Thursday, March 18, 2004

Freedom of Choice

I can’t say I have respect for all the Rabbis I know. There is one though whom I met on the Internet. A highly unconventional man in a suave and sophisticated way he is a kind of Rabbi 007, of the Scottish variety (of coursh).

He is the man who decided my fate some years ago, though I doubt he knows it. I met him when we both contributed to some forum or other and he disagreed with a viewpoint of mine. In an acrimonious exchange of e-mails we discovered that we lived close to each other and arranged to meet. He did not expect to see a Chassid any more than I expected a stubbly shaven Gentleman Rabbi who could tell dirty jokes, and name-drop royalty between his quotes of Gemarra and Kabbalistic monologues.

We became pretty friendly and he introduced me into his group of intellectual friends. It was from his, mostly irreligious, friends that I learned to love philosophy and good music. And to appreciate the beauty in the knowledge I had accrued that had lost its sparkle. Not to mention the delights of the amber gold single-malt he taught me to drink. I was thus lucky enough to find a mentor who could show me a quality life outside of Chassidimgrad. I had stopped believing in much when I was 18 and had for a couple of years tried the bohemian life as I saw it then.

Looking, looking at Goylife through the Yeshiva windows, it seems a pretty simple affair. Wake up in the morning, send home whoever you were with and promise to call.
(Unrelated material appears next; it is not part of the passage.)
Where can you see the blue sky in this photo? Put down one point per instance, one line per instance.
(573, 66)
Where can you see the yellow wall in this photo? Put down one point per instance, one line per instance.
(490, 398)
Then slip on a pair of Jeans and a t-shirt and off you go for a new day of hunting. It took me a couple of years to discover that dreams are Universal and that’s just what Universal Studios sells. I’d never stopped wearing the chassididc garb so it was relatively easy to return when I realised I was not really equipped to make a better life out there.

I met Rabbi James Years later when I was already married and back in London. I was going through a rough patch and was really fed up. He advised me to take off my Kappel if that’s what I wanted. And he said that that was what God wanted if I did. That was when I decided I did not want to. It seems that all I had ever wanted was the right to choose.

You can all thank him that this blog is not fan site for the Grateful Dead.